Eventually, my generation became mothers and fathers of students: now there are uniforms for both genders from preschool 1 (there’s 3 preschool grades) to 8th grade, with 6th-8th grade students being allowed color on Friday afternoons.

During a horrendous argument with an ex. She laid into me for no apparent reason and my wounded mystification only seemed to enrage her more, culminating in her kneeing me in the balls, hard. After I’d got my breath back I slapped her face and told her never, ever to do that again.

Let’s just say some girls are into some freaky shit.

Some boys, too.

All the time by loco parentis. And I deserved it too.

Kids are not slapped nearly enough these days.

Yes. I lost a bet.

http://www.flickr.com/photos/megabee/3151691419/

Oh, yes. And I’ve felt horribly guilty about it for 20 years.

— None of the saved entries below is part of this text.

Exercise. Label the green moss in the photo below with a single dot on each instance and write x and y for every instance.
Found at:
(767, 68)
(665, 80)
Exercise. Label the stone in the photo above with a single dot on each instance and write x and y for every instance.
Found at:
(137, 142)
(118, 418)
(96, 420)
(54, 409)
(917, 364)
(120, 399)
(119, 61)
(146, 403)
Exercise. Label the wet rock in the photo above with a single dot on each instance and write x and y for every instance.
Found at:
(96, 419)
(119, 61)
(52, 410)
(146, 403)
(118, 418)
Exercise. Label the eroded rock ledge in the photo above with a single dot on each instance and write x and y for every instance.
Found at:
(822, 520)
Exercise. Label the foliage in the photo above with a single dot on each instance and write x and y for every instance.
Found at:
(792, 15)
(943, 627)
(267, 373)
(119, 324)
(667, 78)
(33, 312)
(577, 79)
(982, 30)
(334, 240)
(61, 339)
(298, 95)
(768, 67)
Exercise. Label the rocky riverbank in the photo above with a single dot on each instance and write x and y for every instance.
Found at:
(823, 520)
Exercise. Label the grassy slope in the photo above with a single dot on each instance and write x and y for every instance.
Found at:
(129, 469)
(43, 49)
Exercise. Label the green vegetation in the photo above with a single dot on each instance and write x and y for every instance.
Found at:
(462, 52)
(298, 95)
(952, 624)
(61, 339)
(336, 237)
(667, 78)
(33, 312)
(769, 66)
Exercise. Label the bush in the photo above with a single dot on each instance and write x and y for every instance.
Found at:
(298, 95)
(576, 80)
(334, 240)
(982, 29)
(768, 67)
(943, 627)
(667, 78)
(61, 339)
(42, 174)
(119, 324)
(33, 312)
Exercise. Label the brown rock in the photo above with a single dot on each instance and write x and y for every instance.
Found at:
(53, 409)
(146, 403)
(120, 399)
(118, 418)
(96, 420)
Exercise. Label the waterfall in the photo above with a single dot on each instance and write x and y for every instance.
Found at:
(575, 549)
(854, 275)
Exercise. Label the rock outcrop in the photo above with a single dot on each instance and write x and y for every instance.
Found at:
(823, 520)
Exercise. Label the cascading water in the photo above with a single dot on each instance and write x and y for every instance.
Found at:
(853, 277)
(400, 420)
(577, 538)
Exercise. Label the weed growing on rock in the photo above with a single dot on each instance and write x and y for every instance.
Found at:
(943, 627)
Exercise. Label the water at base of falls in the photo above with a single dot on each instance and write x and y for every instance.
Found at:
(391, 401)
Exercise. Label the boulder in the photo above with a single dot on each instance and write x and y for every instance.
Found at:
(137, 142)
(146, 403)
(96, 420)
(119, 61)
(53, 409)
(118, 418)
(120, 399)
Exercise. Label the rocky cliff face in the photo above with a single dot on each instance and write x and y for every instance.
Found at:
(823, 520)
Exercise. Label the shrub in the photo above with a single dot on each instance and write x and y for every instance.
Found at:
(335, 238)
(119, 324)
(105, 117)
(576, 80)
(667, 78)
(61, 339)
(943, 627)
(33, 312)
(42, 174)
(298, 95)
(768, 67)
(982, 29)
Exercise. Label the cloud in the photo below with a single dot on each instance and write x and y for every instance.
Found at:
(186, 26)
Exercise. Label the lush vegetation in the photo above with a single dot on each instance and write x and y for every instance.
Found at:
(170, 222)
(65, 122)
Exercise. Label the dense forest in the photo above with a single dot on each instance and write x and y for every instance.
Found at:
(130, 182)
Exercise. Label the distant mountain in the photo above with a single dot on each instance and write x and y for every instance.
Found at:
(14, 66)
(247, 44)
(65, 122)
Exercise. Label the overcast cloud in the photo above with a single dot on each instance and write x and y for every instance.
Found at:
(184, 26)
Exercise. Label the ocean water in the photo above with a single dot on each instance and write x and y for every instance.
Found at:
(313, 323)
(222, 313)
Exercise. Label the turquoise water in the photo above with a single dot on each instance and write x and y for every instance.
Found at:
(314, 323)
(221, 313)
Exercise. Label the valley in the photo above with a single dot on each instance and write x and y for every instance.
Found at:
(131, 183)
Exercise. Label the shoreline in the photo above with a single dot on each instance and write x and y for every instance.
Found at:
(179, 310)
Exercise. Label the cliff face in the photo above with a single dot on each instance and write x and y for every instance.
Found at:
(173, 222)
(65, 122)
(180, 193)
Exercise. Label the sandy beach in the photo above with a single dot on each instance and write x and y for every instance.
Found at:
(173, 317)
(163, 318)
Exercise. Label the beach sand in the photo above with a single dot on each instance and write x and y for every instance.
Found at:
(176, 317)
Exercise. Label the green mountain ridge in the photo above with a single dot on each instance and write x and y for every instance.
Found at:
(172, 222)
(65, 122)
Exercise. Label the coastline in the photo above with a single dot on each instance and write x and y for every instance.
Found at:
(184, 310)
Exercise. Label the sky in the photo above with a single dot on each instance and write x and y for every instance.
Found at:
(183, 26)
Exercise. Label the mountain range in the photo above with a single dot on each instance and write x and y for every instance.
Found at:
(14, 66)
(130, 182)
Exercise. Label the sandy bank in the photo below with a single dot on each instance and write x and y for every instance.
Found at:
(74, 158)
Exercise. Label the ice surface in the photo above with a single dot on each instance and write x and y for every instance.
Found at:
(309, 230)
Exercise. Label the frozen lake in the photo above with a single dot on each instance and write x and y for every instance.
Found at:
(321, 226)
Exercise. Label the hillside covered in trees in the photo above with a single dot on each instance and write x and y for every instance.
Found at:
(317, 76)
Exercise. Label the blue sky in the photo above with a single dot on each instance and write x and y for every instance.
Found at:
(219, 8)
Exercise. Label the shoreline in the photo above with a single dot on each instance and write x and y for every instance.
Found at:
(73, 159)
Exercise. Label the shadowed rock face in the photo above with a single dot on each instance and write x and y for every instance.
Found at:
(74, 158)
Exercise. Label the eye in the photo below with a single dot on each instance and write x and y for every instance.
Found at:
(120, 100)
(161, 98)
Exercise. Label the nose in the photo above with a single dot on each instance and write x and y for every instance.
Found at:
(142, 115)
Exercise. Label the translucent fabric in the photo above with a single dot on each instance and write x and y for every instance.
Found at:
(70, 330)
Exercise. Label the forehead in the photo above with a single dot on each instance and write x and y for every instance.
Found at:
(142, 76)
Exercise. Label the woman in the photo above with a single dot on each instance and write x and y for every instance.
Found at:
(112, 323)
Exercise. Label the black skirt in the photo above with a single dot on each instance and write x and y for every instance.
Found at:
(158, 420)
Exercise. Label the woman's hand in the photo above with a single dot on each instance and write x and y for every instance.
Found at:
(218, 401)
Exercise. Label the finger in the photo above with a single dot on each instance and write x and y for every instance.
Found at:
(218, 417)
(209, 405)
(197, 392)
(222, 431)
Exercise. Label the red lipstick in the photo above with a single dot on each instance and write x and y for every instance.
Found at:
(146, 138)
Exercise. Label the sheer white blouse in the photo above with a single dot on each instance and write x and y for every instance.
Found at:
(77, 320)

I was in high school. It was the day of my father’s sentencing, and I was about to find out whether he would go to prison, and if so, for how long. I was terrified that he might get no time, and be permitted to come back and live with us, but I was equally terrified about what him being in prison, as the sole breadwinner, would mean for our family’s future. I was keeping myself busy with an after-school project, trying to act as though everything was normal, and failing miserably. Everyone thought I was just really stressed about our project. At one point, I flipped out about someone using the wrong tool for a particular task, and was standing there ranting hysterically, when a very nice girl tried to cheer me up, or snap me out of it, or something, by singing “The Sun’ll Come out Tomorrow”.

I slapped her.

Then I laughed.

She, naturally, ran off crying, and I stood there for a second smiling, and then realized, horrified, what I had done. I went off into a corner and had a full-on meltdown, but still refused to explain to anyone what was going on. Later that evening, and many times thereafter, I apologized profusely to the girl, until she finally told me to drop it. She was never rude to me after that, but I don’t think she ever forgave me, and I can’t blame her.

I’m a horrible person.

Once in junior high school by another guy. I punched him in the shoulder and he retaliated by smacking me in the gob. It was shocking and startling. And painful.

Once in a Spanish bar, when I called a bar girl “fea” (ugly). I deserved that one.

A college girlfriend tried one time and missed.

It was pretty funny, actually.

No you’re not, Heartie. Forgive yourself.

Moving from MPSIMS to IMHO.

Many, many times. My father was not a nice man when I was growing up. Thankfully, he finally got some therapy when I was at the end of high school and sorted his tendency to beat up his family out.

Heart of Dorkness: She tried to cheer you up by singing Tomorrow? Seriously and in real life? I’m pretty sure I would have at the very least knocked her down. Don’t feel bad, that’s too much to tolerate at the best of times.

Once. By a shop clerk for stealing this (today it costs about $1.29 CAD). I was in 4th grade.

He got real worried when my mouth bled but I did not tell him about my sensitive gums at the time that would bleed if I bit an apple, for example.